Autorités américaines / autorités européennes 

Par souci de lisibilité, nous avions jusqu'à présent regroupé toutes les autorités de régulation sous un même chapeau. Cependant, pour bien comprendre les revendications, ou plutôt les contestations des banques, il est important ici de distinguer les autorités de régulations américaines et européennes. En effet, nous rencontrons de nouveau le problème de la méthode de calcul des fonds propres de provisions, déjà évoqué dans la partie consacrée à la Banque de France. Les américains utilisaient, et soutiennent encore, la méthode de calcul par le ratio dit d'« effet de levier ». Les autorités de surveillance européennes (par exemple la Commission bancaire en France) le réprouvent dans la mesure où ce ratio ne pondère pas les actifs par le risque qu'ils représentent. En novembre 2009, la plupart des banques, notamment Goldman Sachs, Royal Bank of Scotland, la Deutsche Bank et les banques françaises, se montrent également opposées à ce calcul, puisqu'au total, il les obligerait à immobiliser plus de fonds propres. Ainsi, Baudouin Prot, directeur général de BNP Parisbas, mais aussi président de la Fédération bancaire française, scande : « En tant que banques françaises, nous avons de très grandes hésitations sur le bien-fondé de transposer ce qu'on appelle le ratio de levier, qui mesure de façon simple, voire primitive, l'ensemble des engagements ramenés au bilan des banques ». À titre d'exemple, citons le cas de la Deutsche Bank : les calculs avec les normes européennes et américaines montre un écart de plusieurs centaines de milliards d'euros dans le bilan !

Le cas des banques « too big to fail »

Il semble que ce soient principalement les grandes banques qui soient visées par les autorités de régulation. En effet, celles-ci auraient pris des risques inconsidérés puisqu'ils étaient couverts par l'argent des contribuables. En d'autres termes, même si une grande banque vient à faire faillite, les autorités publiques seront obligées de la secourir afin de juguler le risque systémique : ce que l'on nomme le « too big to fail ». C'est exactement ce qui s'est passé pendant la crise. Les autorités de régulation européennes ont donc entrepris l'établissement de nouvelles normes spécifiques aux grandes banques. Celles-ci sont fermement opposées à des changements de régulation contre-productifs. Rappelons en effet que la Directive d'adéquation des fonds propres (CRD) avait fait l'unanimité parmi les acteurs concernés. Il s'agit à présent de modifier le dispositif prudentiel Bâle II pour réduire les risques systémiques. Indirectement, les autorités de surveillance reconnaissent donc l'insuffisance des normes jusqu'alors existantes.

 

 

 

 

 

Dr Joseph Ackermann, PDG de la Deutsche Bank et président de l'Institute of International Finance

 

Les grandes banques, dans le collimateur des autorités de surveillance, se sont exprimées à l'occasion d'une conférence organisée par la FSA (Financial Service Authority, l'équivalent de la Commission bancaire britannique) le 3 novembre 2009, par la voix de Joseph Ackermann, PDG de la Deutsche Bank et président de l'Institute of International Finance, qui estime qu'« être de grande taille n'était pas nécessairement mal » dans la mesure où les banques « too big to fail » ont eu aussi des effets favorables pour l'économie : elles seules avaient les caractéristiques requises pour accompagner les entreprises multinationales partout dans le monde ou pour financer les opérations d'envergure. Bien qu'il considère légitime d'exiger davantage de capitaux propres des banques, il demande qu'on ne néglige pas l'impact de ces mesures en termes de coût (l'argent qui dort n'est pas investit et donc ne rapporte rien).

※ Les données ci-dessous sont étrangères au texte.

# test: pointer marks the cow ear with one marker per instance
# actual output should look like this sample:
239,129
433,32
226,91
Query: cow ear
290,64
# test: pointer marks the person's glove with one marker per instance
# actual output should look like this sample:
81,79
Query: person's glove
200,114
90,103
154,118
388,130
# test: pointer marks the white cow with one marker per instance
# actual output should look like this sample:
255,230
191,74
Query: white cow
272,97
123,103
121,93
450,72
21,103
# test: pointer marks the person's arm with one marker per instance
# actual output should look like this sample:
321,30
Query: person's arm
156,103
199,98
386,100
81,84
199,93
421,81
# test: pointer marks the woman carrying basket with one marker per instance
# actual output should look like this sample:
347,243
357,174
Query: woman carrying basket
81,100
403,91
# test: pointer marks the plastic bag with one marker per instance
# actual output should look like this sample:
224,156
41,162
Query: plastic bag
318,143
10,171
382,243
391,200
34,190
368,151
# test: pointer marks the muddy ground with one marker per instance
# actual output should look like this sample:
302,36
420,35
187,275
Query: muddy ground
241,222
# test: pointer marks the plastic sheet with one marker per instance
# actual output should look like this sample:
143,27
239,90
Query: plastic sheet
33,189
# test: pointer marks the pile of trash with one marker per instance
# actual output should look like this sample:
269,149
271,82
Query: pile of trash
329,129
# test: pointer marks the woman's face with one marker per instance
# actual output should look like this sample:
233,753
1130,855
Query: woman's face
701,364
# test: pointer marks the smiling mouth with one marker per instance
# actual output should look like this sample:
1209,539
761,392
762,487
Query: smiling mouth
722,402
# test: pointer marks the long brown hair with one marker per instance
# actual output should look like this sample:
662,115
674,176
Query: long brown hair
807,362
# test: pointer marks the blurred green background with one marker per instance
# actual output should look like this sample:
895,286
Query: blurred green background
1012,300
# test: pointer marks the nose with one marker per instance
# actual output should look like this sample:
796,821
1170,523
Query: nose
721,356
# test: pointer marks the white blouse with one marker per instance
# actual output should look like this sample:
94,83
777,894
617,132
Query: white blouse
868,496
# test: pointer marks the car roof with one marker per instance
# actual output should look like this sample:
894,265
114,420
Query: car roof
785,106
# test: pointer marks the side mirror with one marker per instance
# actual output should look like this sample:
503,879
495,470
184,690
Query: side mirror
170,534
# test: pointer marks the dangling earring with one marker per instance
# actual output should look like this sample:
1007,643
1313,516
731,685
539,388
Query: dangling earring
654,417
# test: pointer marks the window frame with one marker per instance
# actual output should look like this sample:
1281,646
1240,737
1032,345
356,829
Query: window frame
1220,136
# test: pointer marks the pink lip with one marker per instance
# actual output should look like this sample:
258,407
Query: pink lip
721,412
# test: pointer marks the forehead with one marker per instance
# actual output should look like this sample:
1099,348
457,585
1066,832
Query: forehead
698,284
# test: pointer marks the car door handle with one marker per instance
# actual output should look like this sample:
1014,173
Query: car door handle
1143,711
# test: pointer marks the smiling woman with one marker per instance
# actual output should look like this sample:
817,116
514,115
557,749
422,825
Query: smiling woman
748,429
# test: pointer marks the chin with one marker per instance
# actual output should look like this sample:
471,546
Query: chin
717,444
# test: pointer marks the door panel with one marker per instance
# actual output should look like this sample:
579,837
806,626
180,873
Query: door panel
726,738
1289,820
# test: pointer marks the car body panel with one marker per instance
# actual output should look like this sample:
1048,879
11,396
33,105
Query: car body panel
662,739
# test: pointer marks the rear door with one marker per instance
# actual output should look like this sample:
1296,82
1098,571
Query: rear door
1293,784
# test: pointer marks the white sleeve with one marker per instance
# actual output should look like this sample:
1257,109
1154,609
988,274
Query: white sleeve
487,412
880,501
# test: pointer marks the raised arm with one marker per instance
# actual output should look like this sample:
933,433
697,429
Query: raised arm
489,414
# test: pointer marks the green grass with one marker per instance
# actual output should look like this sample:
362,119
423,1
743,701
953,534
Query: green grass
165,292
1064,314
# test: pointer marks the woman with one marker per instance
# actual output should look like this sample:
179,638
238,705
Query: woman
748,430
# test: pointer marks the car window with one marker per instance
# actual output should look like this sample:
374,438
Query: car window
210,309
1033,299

Inquiétudes face aux travaux du Comité de Bâle 

En décembre 2009, il apparaît que les banques soient de plus en plus inquiètes par les derniers travaux du Comité de Bâle. Elles jugent même la ligne adoptée par ce-dernier comme plutôt « dure ». Dans ses nouvelles propositions, le Comité veut renforcer la qualité et la transparence du capital de base Tier-1 (noyau dur du capital d'une banque). Le Crédit Suisse qualifie cette mesure de « punitive pour les banques ». De plus, le Comité de Bâle a persisté dans son projet d'introduire le ratio controversé « effet de levier ». Les banques françaises regrettent cette décision inutile et difficilement comparable d'un pays à l'autre tant que les normes comptables ne seront pas harmonisées. Les banques rejoignent donc l'avis de la Banque de France sur la question du ratio « effet de levier » face au Comité de Bâle.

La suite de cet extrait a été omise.